Esses defensores da Mordaça para o Judiciário usam como tese, a proteção aos Direitos Fundamentais do Homem, previstos no art. 5º, da nossa Lei Maior. Segundo os mesmos, a autoridade judiciária que expuser sua opinião ou manifestar qualquer pensamento acerca de processo no qual está atuando, deverá receber a condenação de autores de ações públicas e populares quando for reconhecida sua intenção de promoção pessoal, má-fé ou perseguição política, penalizando os responsáveis pela ação com multa equivalente a dez vezes o valor dos custos processuais gastos pelos acusados, além de prever condenação de até 10 meses de prisão aos autores.

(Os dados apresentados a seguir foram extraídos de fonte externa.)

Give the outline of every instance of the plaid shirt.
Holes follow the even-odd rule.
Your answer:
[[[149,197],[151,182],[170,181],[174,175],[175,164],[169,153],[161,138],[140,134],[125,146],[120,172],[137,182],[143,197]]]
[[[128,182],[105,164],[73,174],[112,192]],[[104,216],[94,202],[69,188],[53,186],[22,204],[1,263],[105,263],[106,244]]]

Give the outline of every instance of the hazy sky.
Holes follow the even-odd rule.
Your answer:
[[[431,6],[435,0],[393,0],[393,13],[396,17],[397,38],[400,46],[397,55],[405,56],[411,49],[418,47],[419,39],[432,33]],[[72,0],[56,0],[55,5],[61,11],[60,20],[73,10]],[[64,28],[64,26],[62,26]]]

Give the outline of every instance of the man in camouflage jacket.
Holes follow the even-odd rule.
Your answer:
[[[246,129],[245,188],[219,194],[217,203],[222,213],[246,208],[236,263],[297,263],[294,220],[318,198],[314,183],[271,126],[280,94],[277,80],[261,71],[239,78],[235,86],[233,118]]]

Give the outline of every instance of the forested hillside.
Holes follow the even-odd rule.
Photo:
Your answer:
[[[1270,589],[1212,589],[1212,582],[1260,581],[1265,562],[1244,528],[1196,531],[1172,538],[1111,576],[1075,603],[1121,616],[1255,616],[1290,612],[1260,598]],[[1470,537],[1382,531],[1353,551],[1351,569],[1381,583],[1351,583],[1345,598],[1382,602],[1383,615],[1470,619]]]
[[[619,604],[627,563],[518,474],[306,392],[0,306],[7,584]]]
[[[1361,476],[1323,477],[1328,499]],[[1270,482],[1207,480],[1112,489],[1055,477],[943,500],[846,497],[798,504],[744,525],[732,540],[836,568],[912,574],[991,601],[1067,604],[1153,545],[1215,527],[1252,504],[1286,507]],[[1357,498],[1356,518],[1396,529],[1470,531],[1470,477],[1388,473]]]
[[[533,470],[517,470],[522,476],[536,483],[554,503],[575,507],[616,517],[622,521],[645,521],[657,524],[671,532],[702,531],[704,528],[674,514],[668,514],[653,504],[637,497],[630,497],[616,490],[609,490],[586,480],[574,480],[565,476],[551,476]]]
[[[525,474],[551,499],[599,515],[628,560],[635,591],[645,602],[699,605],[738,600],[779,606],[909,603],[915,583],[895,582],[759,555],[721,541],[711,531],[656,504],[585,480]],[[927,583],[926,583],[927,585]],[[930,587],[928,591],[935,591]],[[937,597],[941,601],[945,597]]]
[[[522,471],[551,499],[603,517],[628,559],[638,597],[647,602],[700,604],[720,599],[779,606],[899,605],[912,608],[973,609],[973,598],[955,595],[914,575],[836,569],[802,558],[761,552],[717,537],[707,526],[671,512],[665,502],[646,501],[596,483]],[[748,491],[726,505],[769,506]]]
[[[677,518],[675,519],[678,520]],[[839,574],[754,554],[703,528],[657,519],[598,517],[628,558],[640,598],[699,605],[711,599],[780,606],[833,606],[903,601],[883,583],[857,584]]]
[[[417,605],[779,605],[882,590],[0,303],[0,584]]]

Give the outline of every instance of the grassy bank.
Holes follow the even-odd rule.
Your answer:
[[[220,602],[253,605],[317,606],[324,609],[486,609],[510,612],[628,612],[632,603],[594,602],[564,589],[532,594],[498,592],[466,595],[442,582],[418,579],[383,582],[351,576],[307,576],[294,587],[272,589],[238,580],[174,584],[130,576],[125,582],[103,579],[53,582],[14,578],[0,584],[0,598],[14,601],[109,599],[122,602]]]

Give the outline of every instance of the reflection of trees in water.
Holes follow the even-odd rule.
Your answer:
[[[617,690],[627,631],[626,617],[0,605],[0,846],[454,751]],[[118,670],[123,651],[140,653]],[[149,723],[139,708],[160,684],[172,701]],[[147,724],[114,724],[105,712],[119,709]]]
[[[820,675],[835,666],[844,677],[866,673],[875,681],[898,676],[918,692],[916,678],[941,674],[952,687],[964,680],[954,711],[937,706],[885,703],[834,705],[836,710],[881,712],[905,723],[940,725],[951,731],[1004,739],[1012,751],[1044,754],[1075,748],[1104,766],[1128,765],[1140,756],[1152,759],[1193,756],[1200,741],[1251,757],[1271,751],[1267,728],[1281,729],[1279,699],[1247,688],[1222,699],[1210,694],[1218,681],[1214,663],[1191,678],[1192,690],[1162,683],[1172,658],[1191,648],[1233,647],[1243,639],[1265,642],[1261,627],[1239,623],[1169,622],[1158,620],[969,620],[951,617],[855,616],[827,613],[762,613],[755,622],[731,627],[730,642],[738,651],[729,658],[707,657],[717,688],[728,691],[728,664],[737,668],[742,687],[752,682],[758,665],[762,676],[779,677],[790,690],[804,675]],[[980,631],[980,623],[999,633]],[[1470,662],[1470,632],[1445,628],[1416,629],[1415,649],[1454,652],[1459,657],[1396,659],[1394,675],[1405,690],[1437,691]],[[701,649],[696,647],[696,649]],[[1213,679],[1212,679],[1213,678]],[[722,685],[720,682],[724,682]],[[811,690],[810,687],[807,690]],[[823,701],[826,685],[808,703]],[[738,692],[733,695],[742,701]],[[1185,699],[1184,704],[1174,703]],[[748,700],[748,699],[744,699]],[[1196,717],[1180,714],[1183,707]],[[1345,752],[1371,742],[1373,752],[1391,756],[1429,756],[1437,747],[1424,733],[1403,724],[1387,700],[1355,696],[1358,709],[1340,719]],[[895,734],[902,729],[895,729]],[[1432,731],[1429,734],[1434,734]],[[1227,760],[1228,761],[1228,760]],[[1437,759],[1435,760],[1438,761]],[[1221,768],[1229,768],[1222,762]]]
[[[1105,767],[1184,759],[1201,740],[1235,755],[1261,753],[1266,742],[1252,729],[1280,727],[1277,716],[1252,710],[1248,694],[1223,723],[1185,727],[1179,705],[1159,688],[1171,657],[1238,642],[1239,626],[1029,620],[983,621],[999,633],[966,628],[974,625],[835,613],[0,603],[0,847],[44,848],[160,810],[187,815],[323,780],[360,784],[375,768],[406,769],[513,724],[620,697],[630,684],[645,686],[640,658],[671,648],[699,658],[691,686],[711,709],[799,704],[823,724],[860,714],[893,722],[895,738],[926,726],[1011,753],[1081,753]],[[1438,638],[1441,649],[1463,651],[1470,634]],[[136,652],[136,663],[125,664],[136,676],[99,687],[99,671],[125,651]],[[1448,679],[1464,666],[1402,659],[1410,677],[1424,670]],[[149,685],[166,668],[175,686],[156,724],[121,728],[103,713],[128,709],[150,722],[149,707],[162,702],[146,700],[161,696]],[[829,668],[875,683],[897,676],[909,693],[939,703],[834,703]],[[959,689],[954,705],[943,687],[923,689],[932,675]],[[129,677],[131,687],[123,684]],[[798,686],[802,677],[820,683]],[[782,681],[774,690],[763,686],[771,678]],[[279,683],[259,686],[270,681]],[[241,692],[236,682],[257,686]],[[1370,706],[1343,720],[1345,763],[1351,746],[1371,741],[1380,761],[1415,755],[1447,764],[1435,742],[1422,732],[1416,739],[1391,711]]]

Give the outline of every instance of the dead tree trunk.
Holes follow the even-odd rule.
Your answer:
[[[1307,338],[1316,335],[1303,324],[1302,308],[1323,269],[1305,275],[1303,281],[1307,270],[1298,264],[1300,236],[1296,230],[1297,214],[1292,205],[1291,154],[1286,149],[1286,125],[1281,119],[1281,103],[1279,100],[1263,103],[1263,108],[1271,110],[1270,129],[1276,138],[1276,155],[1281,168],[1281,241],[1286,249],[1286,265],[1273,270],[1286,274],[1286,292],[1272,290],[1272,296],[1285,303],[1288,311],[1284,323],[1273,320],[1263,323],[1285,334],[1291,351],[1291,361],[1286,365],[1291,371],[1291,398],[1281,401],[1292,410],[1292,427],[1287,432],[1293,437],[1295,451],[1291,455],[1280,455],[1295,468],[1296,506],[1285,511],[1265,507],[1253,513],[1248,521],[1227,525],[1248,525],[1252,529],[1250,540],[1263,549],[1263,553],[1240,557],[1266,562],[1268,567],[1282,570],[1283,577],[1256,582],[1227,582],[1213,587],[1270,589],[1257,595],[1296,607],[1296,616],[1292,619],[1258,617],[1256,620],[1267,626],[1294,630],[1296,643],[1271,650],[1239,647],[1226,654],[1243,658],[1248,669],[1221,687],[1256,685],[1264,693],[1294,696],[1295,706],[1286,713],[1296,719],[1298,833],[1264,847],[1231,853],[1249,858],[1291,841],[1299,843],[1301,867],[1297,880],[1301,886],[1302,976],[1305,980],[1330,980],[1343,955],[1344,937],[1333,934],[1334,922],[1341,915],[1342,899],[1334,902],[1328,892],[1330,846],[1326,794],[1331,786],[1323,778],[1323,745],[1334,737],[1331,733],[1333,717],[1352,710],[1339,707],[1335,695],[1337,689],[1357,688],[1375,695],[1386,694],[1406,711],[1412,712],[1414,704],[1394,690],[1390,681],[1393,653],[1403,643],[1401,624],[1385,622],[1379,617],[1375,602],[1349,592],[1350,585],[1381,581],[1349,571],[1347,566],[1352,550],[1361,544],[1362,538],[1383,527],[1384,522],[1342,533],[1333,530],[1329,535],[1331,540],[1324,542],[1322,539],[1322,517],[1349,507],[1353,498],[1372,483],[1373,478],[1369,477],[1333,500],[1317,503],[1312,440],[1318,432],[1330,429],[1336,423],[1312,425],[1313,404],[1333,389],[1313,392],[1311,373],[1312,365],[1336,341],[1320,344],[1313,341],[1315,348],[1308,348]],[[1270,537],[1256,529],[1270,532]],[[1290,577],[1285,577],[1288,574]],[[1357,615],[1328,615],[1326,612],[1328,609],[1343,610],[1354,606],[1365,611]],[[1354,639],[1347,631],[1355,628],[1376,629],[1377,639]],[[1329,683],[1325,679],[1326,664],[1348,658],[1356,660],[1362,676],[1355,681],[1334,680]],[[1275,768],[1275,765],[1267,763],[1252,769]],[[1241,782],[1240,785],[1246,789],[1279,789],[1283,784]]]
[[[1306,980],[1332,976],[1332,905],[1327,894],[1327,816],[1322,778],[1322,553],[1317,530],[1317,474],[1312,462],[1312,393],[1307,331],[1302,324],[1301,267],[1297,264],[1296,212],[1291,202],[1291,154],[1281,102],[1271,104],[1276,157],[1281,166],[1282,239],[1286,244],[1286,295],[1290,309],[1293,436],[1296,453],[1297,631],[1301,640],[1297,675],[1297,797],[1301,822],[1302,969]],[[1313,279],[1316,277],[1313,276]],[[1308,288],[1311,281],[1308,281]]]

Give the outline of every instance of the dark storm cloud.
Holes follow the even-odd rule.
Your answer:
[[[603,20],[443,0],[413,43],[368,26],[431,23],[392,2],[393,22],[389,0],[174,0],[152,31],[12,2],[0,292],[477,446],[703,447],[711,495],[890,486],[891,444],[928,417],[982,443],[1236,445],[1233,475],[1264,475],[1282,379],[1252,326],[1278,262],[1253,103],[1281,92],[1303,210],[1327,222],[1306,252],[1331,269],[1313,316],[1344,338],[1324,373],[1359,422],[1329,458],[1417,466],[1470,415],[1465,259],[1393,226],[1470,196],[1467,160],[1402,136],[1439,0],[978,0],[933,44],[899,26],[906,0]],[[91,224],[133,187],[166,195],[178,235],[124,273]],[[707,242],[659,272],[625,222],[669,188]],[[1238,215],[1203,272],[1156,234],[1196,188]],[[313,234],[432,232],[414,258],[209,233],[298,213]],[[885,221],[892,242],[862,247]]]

Para os que conseguem enxergar mais além e lutam contra tal lei, trata-se de arbitrariedade. Uma busca desenfreada pelo silêncio dos aplicadores e fiscais da Lei. Para estes, trata-se de um retrocesso. É propor algo que já existe. Ao editar tal norma de proteção à honra, à dignidade e à imagem das pessoas, os legisladores fingem esquecer que os instrumentos para efetivação desses direitos já pousam no nosso ordenamento tão inflado.
Há muito que o poder conferido ao Ministério Público incomoda alguns dos nossos representantes, os quais até pouco gozavam de um sigilo de justiça quase absoluto quando das suas práticas delituosas, hoje tão perseguidas.
Em entrevista ao Estadão, em 17 de junho, o presidente da Associação Nacional dos Membros do Ministério Público, José Carlos Cosenzo, afirmou que o projeto seria uma represália do ex-prefeito de São Paulo motivada pelos processos criminais e civis nos quais ele já foi réu. "Ele (Paulo Maluf) usa o mandato para retaliar o MP. O projeto prejudica a sociedade, pois cerceia a ação daquele que quer acabar com a impunidade", disse.
Parece que, na atual conjuntura são outros os Direitos Fundamentais que precisam ser resguardados: manifestação do pensamento e a liberdade de consciência. Esses, sim, necessitam cada vez mais da guarida, precipuamente daqueles representantes que, infelizmente ainda legislam em causa própria.